U.S. Senator John Hoeven (R-N.D.) had some harsh words for the Organization of Petroleum Exporting Countries (OPEC) when he delivered the Republican Party’s weekly address on Jan. 9.
“Make no mistake, we are locked in a global battle to determine who will produce oil and gas in the world in the future,” he said. “Will it be OPEC? Russia? Countries like Venezuela? Or will it be us, the United States?”
Hoeven noted that OPEC’s production policies are designed to “exert their historical dominance over oil markets and energy prices” and harm U.S. businesses. That, he said, is why Americans need smart energy policies in defense.

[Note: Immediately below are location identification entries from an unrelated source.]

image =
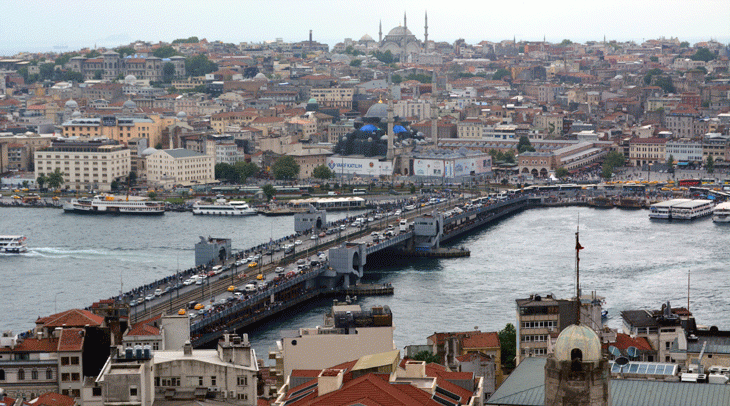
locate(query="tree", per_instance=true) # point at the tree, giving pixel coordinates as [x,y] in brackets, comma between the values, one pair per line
[508,346]
[164,52]
[285,168]
[226,172]
[199,65]
[710,164]
[124,51]
[427,356]
[269,191]
[524,145]
[501,73]
[41,180]
[323,172]
[55,179]
[246,170]
[703,54]
[168,72]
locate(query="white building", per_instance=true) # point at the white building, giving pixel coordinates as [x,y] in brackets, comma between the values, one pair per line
[169,167]
[86,165]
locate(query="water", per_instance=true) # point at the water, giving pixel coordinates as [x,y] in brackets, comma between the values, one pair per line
[632,261]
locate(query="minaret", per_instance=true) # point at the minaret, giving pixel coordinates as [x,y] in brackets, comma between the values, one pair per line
[425,35]
[390,155]
[434,111]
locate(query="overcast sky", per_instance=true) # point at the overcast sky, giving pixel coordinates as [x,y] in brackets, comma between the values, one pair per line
[34,25]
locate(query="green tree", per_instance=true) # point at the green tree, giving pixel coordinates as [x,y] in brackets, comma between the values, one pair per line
[323,172]
[164,52]
[199,65]
[41,180]
[55,179]
[710,164]
[124,51]
[428,357]
[703,54]
[226,172]
[501,73]
[246,170]
[168,72]
[508,346]
[269,191]
[524,145]
[285,168]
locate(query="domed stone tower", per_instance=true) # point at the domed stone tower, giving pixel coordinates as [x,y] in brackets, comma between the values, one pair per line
[577,374]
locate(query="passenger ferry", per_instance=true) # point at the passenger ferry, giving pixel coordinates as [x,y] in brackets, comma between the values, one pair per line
[12,244]
[692,210]
[721,213]
[221,207]
[107,204]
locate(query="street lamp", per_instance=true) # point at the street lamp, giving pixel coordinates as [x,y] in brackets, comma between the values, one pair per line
[55,309]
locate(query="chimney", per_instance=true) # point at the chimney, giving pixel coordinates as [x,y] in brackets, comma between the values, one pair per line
[329,380]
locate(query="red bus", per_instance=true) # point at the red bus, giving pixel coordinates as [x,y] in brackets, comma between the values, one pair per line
[689,182]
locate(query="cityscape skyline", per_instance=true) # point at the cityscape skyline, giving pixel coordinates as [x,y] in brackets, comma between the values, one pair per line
[49,31]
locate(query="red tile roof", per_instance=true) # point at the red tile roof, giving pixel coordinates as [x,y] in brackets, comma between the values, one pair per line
[71,318]
[71,339]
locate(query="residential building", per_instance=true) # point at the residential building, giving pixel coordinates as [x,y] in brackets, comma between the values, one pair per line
[169,167]
[86,165]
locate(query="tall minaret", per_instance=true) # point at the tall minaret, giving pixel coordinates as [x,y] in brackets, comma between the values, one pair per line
[434,111]
[425,35]
[390,155]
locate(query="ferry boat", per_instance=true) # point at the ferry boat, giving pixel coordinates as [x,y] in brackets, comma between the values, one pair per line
[107,204]
[12,244]
[221,207]
[721,213]
[692,209]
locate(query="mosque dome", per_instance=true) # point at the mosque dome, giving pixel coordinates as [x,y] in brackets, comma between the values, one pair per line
[379,110]
[578,337]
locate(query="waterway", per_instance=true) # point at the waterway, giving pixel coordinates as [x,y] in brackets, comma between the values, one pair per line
[635,263]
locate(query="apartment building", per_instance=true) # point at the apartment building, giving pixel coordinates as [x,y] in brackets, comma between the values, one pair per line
[86,165]
[169,167]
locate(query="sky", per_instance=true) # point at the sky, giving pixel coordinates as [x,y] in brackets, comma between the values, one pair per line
[38,26]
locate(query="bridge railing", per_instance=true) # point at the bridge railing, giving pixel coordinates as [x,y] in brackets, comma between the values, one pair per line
[256,298]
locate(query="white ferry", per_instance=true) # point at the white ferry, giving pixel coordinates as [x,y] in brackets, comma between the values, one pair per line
[221,207]
[721,213]
[663,210]
[106,204]
[12,244]
[692,209]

“Americans have seen what it means to depend on OPEC for their energy needs, and they don’t want to go back to that era of embargoes and high prices at the pump, as Europe faces with Russia and OPEC today,” he explained.
Of course, Hoeven is also aware that energy isn’t the only sector where foreign subsidies and market manipulation puts Americans at a competitive disadvantage.
“Americans can compete with anyone, anywhere and anytime, but we need to empower them to do so,” he explained. “We need to help industries across the board – our farmers, ranchers, and small business, the backbone of our country – to grow and create the good jobs of the future.”
Take for example, Brazil, which is also known as the OPEC of sugar. Brazil used decades of subsidization, currency devaluations, and more than $2.5 billion a year in government handouts to gain a stranglehold on the global sugar market.
Today, it controls about half of global sugar exports, which gives Brazil unparalleled price-setting power. By comparison, Saudi Arabia of the real OPEC, produces just 19% of crude oil exports.
Unfortunately, Brazil’s market dominance has also given rise to subsidies in other countries seeking market share. And those additional subsidies – in places like India and Thailand, which are the world’s second and third biggest sugar producers and exporters – are only further depressing global prices. As a result, today’s prices don’t even cover half the cost of producing sugar.
Ultimately, something must be done to bring about a free global sugar market where the most efficient producers are rewarded instead of the most coddled. That means reining in sugar’s OPEC, fighting foreign subsidies and predatory trade practices, and ensuring that U.S. policy is not unilaterally disarmed.
And that means we need more and more leaders like Sen. Hoeven who are unafraid to call out international cheaters and advocate for America.
Bottom line: Our country cannot depend on an OPEC for its food anymore than it can depend on OPEC for its energy.